Bueh... Esta burrada mía hay que matizarla un poquico reconociendo la existencia de una corriente más o menos copiosa (y curiosa) de pelis yanquis de serie B y Z bastante interesante y digna de reivindicar (desde pequeñas joyas olvidadas como "The Witchmaker" o "The Brotherhood Of Satan" hasta bizarradas descacharrantes del estilo de las que publica en DVD esa entrañable serie titulada Something Weird Video). Bueh... Pues la peli de la que ahora nos ocupamos pertenece a ese momento. Y, desde luego, a la primera categoría (la de las pequeñas joyas más o menos ocultas que urge reivindicar).
Verdaderamente, en la segunda mitad de los 60’s y durante los primeros 70’s (antes de 1973) hubo una especie de moda brujeril y satánica en el cine americano de serie B con la suficiente entidad como para crear algo parecido a un subgénero. Algo que, a veces, se ha pensado que había surgido a rebufo del éxito de "La Semilla Del Diablo" de Polansky, pero que, a mi parecer, es más o menos independiente (aunque es verdad que a partir de 1968 deja notar ciertas influencias de la peli polanskiana).
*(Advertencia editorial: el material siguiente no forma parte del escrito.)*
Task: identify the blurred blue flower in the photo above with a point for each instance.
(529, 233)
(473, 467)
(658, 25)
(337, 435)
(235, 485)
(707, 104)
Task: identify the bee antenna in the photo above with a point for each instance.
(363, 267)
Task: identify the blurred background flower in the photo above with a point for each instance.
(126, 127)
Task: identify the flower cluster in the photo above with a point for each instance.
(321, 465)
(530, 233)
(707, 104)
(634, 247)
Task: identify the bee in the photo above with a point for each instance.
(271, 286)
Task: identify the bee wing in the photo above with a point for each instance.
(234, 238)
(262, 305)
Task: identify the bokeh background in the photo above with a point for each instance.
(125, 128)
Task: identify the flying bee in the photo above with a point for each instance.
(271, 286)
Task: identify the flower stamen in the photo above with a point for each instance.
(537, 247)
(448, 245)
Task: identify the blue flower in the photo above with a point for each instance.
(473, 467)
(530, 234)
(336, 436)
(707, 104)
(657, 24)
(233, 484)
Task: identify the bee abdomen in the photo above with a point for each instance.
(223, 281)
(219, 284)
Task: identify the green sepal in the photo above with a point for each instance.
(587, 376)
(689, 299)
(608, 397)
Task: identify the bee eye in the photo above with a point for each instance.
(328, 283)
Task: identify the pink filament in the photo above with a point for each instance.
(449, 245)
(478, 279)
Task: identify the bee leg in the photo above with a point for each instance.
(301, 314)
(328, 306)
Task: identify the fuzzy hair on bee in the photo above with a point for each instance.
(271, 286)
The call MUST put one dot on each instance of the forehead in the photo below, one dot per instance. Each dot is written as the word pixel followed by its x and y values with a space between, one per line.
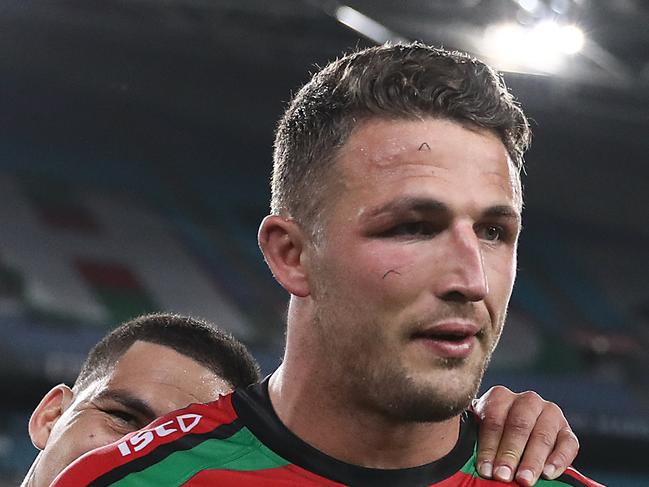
pixel 162 377
pixel 457 160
Bueh, pues esta película forma parte de todo eso. Pero con matices.
En el libro "American Gothic, El Cine De Terror USA 1968-1980", coordinado por Antonio J. Navarro (lo recomiendo a todo aficionado al género) se da cuenta de esta especie de subgénero brujeril-diabólico siquiera sea de forma sucinta. Y se establecen algunas de sus curiosas características, entre las que destacan la presentación de sociedades adoradoras del diablo o sectas brujeriles en escenarios rurales, más o menos aislados, del profundo sur o del medio oeste (jugando a aplicar la “otredad” a una especie de América profunda contrapuesta al medio urbano... una América atrasada, hostil, encerrada en sí misma) y la insistencia en el carácter más o menos comunitario de esos satanistas, esas brujas (como una especie de versión distorsionada de la sociedad americana tradicional). Sólo esos dos elementos ya diferencian claramente esta “corriente” de lo que plantea "La Semilla Del Diablo" y marcan una distancia evidente. Aunque hay más...
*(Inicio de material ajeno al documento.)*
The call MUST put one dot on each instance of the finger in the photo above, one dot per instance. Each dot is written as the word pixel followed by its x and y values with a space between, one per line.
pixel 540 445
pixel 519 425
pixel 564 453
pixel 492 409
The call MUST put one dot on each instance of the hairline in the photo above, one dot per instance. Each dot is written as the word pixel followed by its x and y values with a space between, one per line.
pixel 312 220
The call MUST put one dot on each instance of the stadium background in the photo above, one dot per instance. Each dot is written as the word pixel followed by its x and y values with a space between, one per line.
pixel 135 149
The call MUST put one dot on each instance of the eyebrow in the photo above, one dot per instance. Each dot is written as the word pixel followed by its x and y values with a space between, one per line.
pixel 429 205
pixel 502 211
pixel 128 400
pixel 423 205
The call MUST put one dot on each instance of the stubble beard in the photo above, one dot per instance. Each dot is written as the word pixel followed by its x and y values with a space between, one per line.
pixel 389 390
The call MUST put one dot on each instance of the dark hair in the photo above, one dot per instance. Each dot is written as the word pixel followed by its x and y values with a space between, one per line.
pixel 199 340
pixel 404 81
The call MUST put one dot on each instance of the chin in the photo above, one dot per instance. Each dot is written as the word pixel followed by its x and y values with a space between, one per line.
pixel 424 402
Curiosamente, "Simon, King Of The Witches" no reúne ninguna de ellas. Pero tampoco se parece a la peli de Polansky. Como en ésta, la acción se desarrolla en un medio urbano y moderno. De igual forma, las brujas y magos que aparecen no forman sociedades comunitarias reconocibles (de hecho, Simon es una especie de francotirador, de outsider solitario que va por libre) sino que se mueven con normalidad en el ambiente de su tiempo... Pero ahí acaban las coincidencias entre las dos cintas.
Así pues, la peli protagonizada por Andrew Prine es, por decirlo de alguna forma, doblemente rara. No guarda parentesco con el satanismo moderno y urbano de "La Semilla Del Diablo" ni con las brujerías rurales y comunitarias del subgénero de finales de los 60’s. Es otra cosa... Va tan a su aire, tan “por libre” como el propio personaje protagonista....
Con lo que sí guarda muchísima relación es con el ambiente de su época. O, por decirlo mejor, con el inmediatamente anterior, con el de la Costa Oeste americana durante la segunda mitad de los 60’s (la película es de 1971, pero en espíritu es un producto de la psicodelia yanqui de 1966-69). Y no sólo por su estética sino, sobre todo, por el argumento. En "Simon King Of The Witches" no hay satanismo strictu sensu. Simon es un mago “pagano”, que adora a las viejas deidades (Afrodita, Poseidón) y que se dirige, de tú a tú, a los dioses antiguos. Es un verdadero mago, que se permite el lujo de reirse de los cultos teatrales tipo Wicca (hay una escena antológica, ya citada en el comentario de Pasadizo.com) con toda su parafernalia tardo-jipi y pre-New Age, poniendo en solfa la moda “ocultista” que azotó USA a finales de los 60’s. Y que, cuando recurre a las “fuerzas oscuras”, no invoca al diablo sino al siniestro Moloch, el dios fenicio y cartaginés al que sus adoradores sacrificaban niños.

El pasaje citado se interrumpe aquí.